この論争のポイントは、『真空地帯』の評価ではありません。それに関しては大西巨人の言い分のほうがただしいのかもしれません。
問題はどこかというと、文学運動の責任はなにかということになるのです。
大西をはじめとする当時の新日本文学会の運営の中心に当たっていた人たちは、会員と連絡がとれなかったり、有名無実化しているのではないかと考え、会の『再編成』を考えました。〈専門文学者〉の集まりとして規定しなおそうとしたのです。そのために、当時つかんでいた〈会員〉にアンケートを実施し、その返事がなければ除籍もありうるとしたのです。
要するに、この考え方の背後にあるのは、〈文学運動は、一人前の文学者が集まってやるものだ〉というもので、どうやって〈一人前〉になるのかを文学運動が考える必要はない、というものです。

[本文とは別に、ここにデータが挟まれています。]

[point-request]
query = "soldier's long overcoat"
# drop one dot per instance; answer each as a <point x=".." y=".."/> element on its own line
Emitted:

当時、大西の論を支持する人たちのなかには、〈支部なんてなんのためにあるのかわからない〉と公然と主張する人もいましたし、現に新日本文学会は、そのあと支部を廃止します。
一方、宮本顕治の主張の中心は、〈現在の日本で働きながら、社会の変革を考えながら文学をやる中で、一人前になるのは単純にはいかないのだから、文学運動はそこにも目を配らなければならない〉ということでした。それを、〈専門文学者の集まりにするから、アンケートに答えなさい〉という形では、切り捨ての論理になってしまう、ということなのです。
要するに、ジャーナリズムのふるいにかけられた人たちが集まっていればいいのか、次の時代の書き手を自分たちで育てなければならないのか、という立場の違いだったのです。どちらの立場にも理はあるのかもしれません。〈ジャーナリズムから認められなければ、しょせん素人集団でしかない〉と考えれば、大西の論にもひかれるでしょうし、ジャーナリズムの現状を考えると、みずから書き手を育てていかなければならないと意識すれば、宮本の論のほうがわかりやすいでしょう。

『戦後文学論争』(番町書房、1972年)には、『真空地帯』をめぐる論争として紹介されていましたので。